VideoGraph: Recognizing Minutes-Long Human Activities in Videos

title     = {VideoGraph: Recognizing Minutes-Long Human Activities in Videos},
author    = {Hussein, Noureldien and Gavves, Efstratios and Smeulders, Arnold WM},
booktitle = {ICCV Workshop on Scene Graph Representation and Learning},
year      = {2019}



Many human activities take minutes to unfold. To represent them, related works opt for statistical pooling, which neglects the temporal structure. Others opt for convolutional methods, as CNN and Non-Local. While successful in learning temporal concepts, they fall short of modeling minutes-long temporal dependencies.

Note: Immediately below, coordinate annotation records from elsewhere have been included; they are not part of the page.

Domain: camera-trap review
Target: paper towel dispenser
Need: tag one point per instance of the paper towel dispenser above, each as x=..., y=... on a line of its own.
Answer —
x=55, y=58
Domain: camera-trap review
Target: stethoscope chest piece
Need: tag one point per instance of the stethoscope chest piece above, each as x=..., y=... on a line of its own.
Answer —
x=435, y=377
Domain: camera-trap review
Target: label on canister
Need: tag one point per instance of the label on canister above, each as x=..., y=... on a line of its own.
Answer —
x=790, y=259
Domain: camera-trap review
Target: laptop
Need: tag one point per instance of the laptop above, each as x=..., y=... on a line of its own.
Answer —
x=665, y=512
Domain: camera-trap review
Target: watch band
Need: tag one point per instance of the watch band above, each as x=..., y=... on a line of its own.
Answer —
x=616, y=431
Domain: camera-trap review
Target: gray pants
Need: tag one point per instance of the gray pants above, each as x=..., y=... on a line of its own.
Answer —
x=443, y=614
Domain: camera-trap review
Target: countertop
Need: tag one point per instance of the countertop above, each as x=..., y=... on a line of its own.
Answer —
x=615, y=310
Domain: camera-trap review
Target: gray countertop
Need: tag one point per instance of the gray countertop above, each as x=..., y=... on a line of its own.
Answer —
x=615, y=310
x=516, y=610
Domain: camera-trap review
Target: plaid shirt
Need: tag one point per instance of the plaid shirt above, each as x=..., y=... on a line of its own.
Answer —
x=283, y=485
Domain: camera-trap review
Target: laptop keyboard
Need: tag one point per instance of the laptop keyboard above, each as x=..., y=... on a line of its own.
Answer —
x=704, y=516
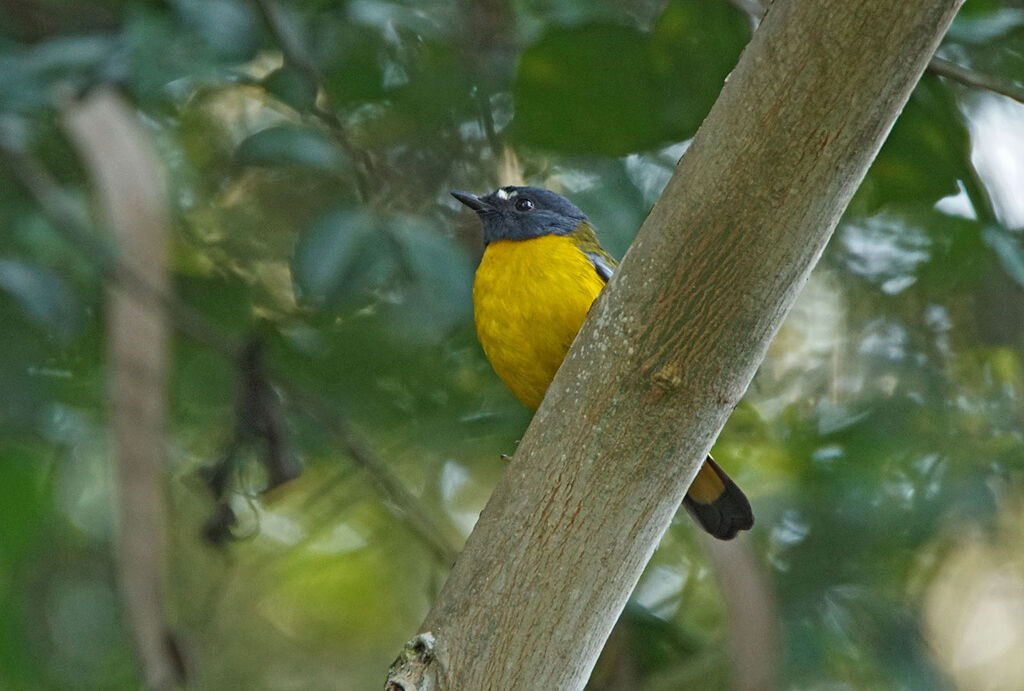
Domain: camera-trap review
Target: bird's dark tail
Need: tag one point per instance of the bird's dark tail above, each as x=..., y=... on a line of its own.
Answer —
x=717, y=504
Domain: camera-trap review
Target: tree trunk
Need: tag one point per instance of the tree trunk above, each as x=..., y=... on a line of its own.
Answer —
x=671, y=345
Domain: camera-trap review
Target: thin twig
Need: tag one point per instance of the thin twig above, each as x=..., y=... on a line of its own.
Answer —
x=755, y=10
x=296, y=54
x=980, y=80
x=408, y=507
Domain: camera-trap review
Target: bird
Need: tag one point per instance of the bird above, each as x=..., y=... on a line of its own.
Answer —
x=541, y=271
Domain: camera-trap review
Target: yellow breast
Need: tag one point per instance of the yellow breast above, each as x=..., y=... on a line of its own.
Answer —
x=529, y=299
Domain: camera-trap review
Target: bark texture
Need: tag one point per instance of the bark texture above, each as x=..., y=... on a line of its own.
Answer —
x=672, y=344
x=132, y=195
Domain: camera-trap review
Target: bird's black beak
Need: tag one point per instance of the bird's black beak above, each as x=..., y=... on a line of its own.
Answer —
x=472, y=201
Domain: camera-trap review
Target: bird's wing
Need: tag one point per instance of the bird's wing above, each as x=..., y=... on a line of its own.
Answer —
x=586, y=240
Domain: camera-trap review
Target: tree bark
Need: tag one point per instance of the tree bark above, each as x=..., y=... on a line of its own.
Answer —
x=672, y=345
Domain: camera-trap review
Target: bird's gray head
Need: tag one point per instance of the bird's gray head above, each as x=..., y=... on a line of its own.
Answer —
x=522, y=213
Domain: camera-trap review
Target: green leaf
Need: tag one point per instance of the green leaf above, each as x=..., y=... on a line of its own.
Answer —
x=611, y=89
x=588, y=89
x=694, y=46
x=228, y=27
x=439, y=279
x=339, y=257
x=925, y=155
x=289, y=85
x=288, y=144
x=43, y=296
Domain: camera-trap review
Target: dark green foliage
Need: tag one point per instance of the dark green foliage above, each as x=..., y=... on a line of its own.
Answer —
x=309, y=161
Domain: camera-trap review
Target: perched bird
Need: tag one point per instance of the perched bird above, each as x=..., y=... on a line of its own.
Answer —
x=542, y=269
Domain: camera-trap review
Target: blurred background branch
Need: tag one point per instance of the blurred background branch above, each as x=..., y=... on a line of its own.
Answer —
x=131, y=189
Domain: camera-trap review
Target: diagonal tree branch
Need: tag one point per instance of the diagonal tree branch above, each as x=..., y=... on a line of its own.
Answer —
x=130, y=186
x=674, y=340
x=755, y=10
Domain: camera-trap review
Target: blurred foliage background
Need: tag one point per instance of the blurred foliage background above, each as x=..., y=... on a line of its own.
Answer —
x=310, y=146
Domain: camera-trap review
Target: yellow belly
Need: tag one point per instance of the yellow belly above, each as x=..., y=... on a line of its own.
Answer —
x=529, y=299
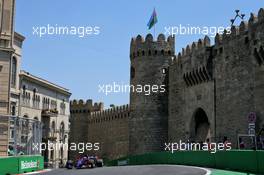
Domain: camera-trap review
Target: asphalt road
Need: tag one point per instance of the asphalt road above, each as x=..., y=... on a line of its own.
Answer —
x=132, y=170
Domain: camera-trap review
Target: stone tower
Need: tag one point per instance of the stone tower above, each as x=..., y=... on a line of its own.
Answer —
x=148, y=122
x=6, y=54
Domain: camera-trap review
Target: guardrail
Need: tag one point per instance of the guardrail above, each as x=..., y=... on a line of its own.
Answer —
x=20, y=164
x=238, y=160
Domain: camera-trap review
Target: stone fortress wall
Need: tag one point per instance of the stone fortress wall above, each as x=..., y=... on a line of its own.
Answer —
x=91, y=123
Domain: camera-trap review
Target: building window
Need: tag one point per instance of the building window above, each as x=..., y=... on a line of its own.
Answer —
x=62, y=131
x=13, y=109
x=14, y=71
x=26, y=98
x=62, y=108
x=36, y=99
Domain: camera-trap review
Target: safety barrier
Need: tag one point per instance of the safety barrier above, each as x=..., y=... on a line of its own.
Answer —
x=20, y=164
x=238, y=160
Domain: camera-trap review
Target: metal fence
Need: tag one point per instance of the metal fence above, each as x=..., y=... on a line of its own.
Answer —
x=25, y=136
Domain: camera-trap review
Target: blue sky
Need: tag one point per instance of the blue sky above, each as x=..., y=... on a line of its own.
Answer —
x=81, y=64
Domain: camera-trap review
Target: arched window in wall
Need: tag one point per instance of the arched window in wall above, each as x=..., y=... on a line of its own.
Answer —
x=14, y=71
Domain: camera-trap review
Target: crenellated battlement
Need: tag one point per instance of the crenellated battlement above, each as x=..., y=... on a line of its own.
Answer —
x=79, y=106
x=118, y=112
x=140, y=46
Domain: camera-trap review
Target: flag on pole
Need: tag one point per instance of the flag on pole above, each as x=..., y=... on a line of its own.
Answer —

We propose VideoGraph, a method to achieve the best of two worlds: represent minutes-long human activities and learn their underlying temporal structure. VideoGraph learns an undirected graph representation for human activities. The graph, its nodes and edges are learned entirely from video datasets, making VideoGraph applicable to video understanding tasks without node-level annotation.


The result is improvements over related works on benchmarks: Breakfast, Epic-Kitchen and Charades. Besides, we demonstrate that VideoGraph is able to learn the temporal structure of human activities in minutes-long videos


Figure 1: The activity of “preparing coffee” can be represented as undirected graph of unit-actions. The graph is capable of portraying the many ways one can carry out such activity. More over, it preserves the temporal structure of the unit-actions. Reproduced from.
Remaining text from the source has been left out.